Tuesday, August 31, 2010

The Liquid Life

Well into the 1970s the government of Ontario strove to make getting a drink as difficult as possible. Licensed establishments were, to use an entirely appropriate cliche, few and far between. They were so far between that you could sober up walking from one to the next, which is perhaps why so many people drove drunk in those days.

I have lived along St. Clair Avenue West in Toronto for over 30 years. It is a heavily travelled street in a densely populated part of the city, a city which has a high residential density. Nevertheless, in the mid-1970s there were all of four taverns on St. Clair West in the mile and a quarter between Bathurst Street and Dufferin Street, with a beer hall round the corner on Dufferin. There were two lounges in the mile and a quarter between Yonge Street and Bathurst (both within two blocks of Yonge – people in Forest Hill didn’t drink, it seems). Furthermore, in the two and a half miles between Yonge and Dufferin there was one beer store and one liquor store.

There were in those days three types of drinking establishment in Ontario. Lounges were the poshest type of establishment. Since they were Ontarian that means they were posh mainly in comparison with the other types of drinking establishment. Anyway, they served all types of alcohol to people who could afford higher prices. Taverns also served all types of alcohol but the bulk of their receipts had to consist of food orders. The beer parlours were usually called hotels. For a long time the licensing regulations had restricted new drinking establishments to hotels, so all sorts of fleabag hotels sprang up with a dozen rooms or so and a gigantic beer parlour.

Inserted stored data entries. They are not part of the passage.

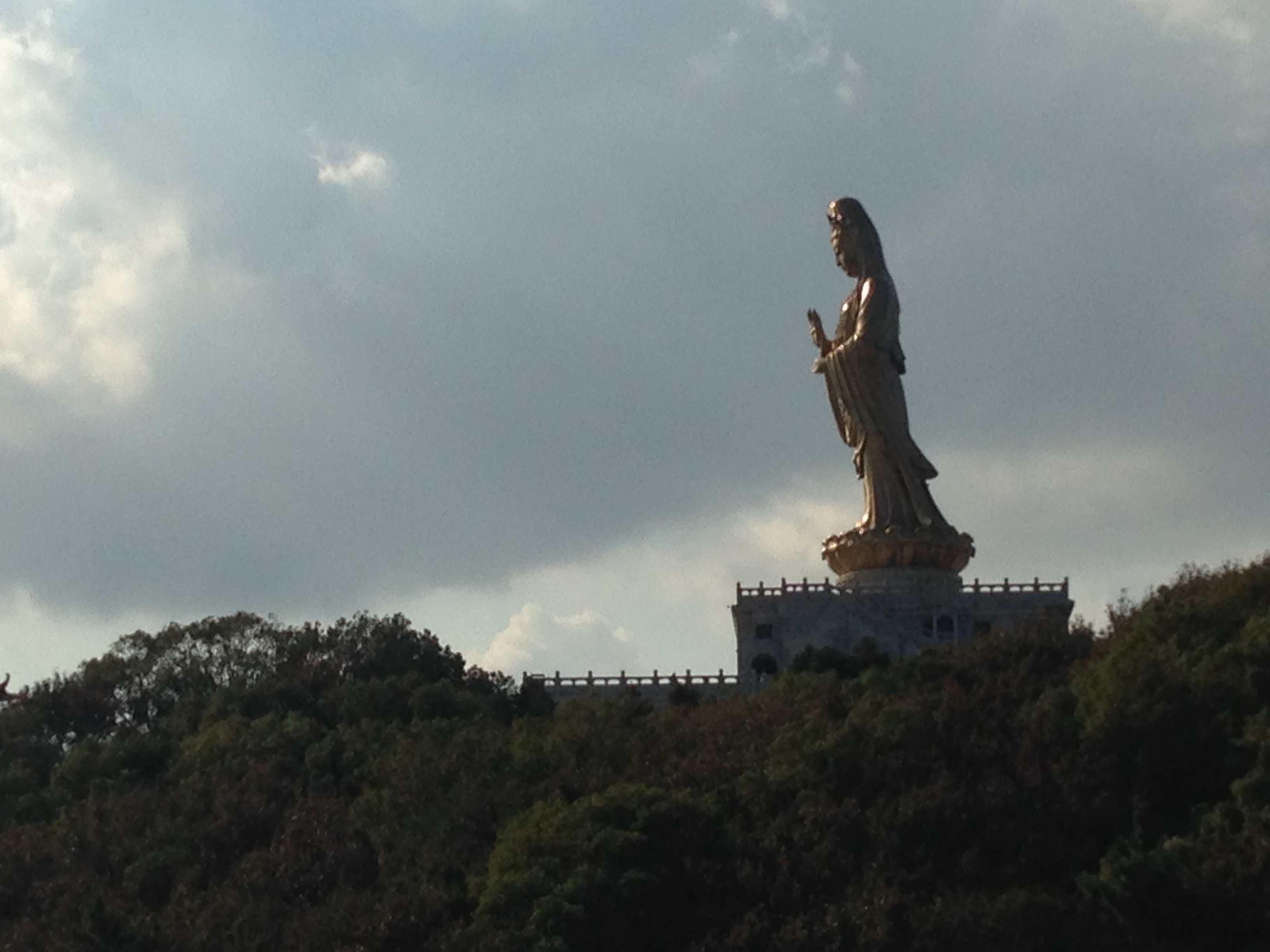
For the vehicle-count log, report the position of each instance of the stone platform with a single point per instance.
(901, 610)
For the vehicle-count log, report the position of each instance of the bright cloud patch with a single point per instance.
(81, 256)
(365, 167)
(537, 640)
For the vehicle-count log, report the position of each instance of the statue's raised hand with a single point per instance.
(817, 329)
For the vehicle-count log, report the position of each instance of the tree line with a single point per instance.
(242, 785)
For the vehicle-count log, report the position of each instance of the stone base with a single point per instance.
(903, 579)
(861, 550)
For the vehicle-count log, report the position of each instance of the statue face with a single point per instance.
(846, 249)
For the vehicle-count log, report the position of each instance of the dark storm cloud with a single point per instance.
(574, 306)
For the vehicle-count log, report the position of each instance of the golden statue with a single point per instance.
(861, 366)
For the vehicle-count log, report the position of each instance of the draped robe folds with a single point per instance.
(863, 374)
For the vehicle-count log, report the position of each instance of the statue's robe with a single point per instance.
(863, 374)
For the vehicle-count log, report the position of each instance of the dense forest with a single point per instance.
(242, 785)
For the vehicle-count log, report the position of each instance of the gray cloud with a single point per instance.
(573, 310)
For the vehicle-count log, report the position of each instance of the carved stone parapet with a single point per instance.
(888, 549)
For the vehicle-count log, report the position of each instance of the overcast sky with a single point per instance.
(492, 312)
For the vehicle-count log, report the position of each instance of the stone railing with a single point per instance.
(625, 679)
(798, 588)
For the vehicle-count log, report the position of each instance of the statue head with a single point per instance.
(855, 239)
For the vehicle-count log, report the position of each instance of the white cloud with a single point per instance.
(714, 63)
(82, 256)
(364, 165)
(847, 88)
(537, 640)
(1230, 21)
(1244, 26)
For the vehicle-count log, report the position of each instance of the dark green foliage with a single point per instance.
(240, 785)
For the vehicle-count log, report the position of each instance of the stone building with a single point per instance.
(902, 611)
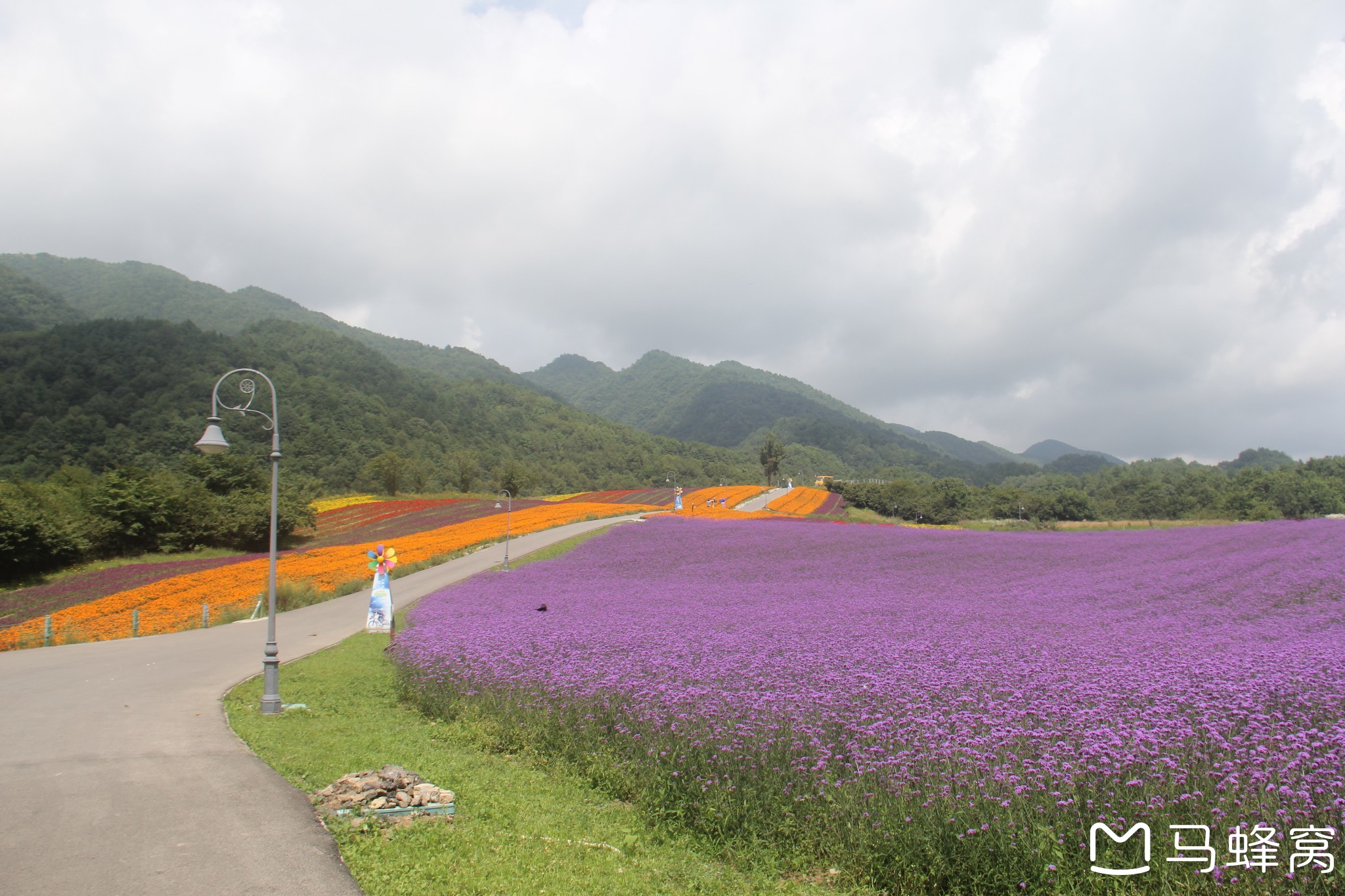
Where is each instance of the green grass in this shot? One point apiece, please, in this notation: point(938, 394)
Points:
point(506, 803)
point(865, 515)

The beer parlours were intended for the lower orders, and in keeping with the traditional Ontario fear of those orders drinking in beer parlours was made as unpleasant as possible. For one thing, men on their own were not allowed to drink with women. God only knows what those lower-class hooligans would have got up to if that had been allowed, eh? Beer parlours were divided into two rooms, the ladies and escorts’ side and the men’s side. The ladies and escorts’ was usually pleasant enough, but the men’s side was usually appalling.

For a while in 1971 my local was the Chateau Dufferin (the aforementioned beer hall round the corner). The escorts’ there was a pleasant room with flocked wallpaper and subdued lights. The men’s side consisted of two rooms. The back room contained a long table around which a dozen or so men would sit glumly while they watched a black and white television on a shelf in the corner. The front room was bigger, full of the standard pedestal tables, each with a terrycloth slipcover on which sat a salt shaker and an ashtray. You sat down at one of the tables and a waiter with a tray of draught would appear. At the Chateau (no circumflex accent, of course) they used to wait for you to order a pair of draught. At many places they just put two in front of you without asking. The chief drawback of the Chateau’s front men’s room was its men’s room – when you went to the can it was a good idea to take your waders.

No one could drink outdoors. No one could drink indoors if someone outdoors could see them (most beer halls featured windows of glass block). No one could transport an open bottle of liquor or an open case of beer. Most restaurants were dry, and on Sundays you could only drink with a meal, so if you ran out of booze on Sunday you had to hunt around for one of the few licensed restaurants,

Such were the good old days. Government – and respectable opinion – considered a large segment of the population to be in need of paternalistic protection; its members could not be trusted to act responsibly. To control them, government established different standards of service for different social groups. Men got worse service than women, working people got worse service than the well-heeled.

These days there are more bars and licensed restaurants, and men on their own are actually considered to be others’ equals. The old hotels are almost extinct, and the survivors no longer enforce segregation. Blanket rules are being replaced with measures that address specific problems, such as spot checks of drivers.

Some of the blanket rules remain (where you can drink remains fairly restricted, although you can now drink outdoors where the public can see you), but life is altogether more open and egalitarian in Ontario these days. On the whole, people drink less abusively, too. A common way to pass a long weekend on the old days was to lay in a store of booze at home and spend the weekend drinking it. One of the reasons people don’t do that any more is probably that there are more things for people to do, but surely another is that drinking outside the house has been made much easier.

People still feel the need to drink, though. Drinkers are more responsible these days, but to me that is a worrisome development. Binge drinkers drink to enjoy themselves. Responsible drinkers drink for reasons that seem more sinister to me – relaxation, for example. Maybe we could start some research now on why people now need chemical help to relax. Me, I can relax at the drop of a hat.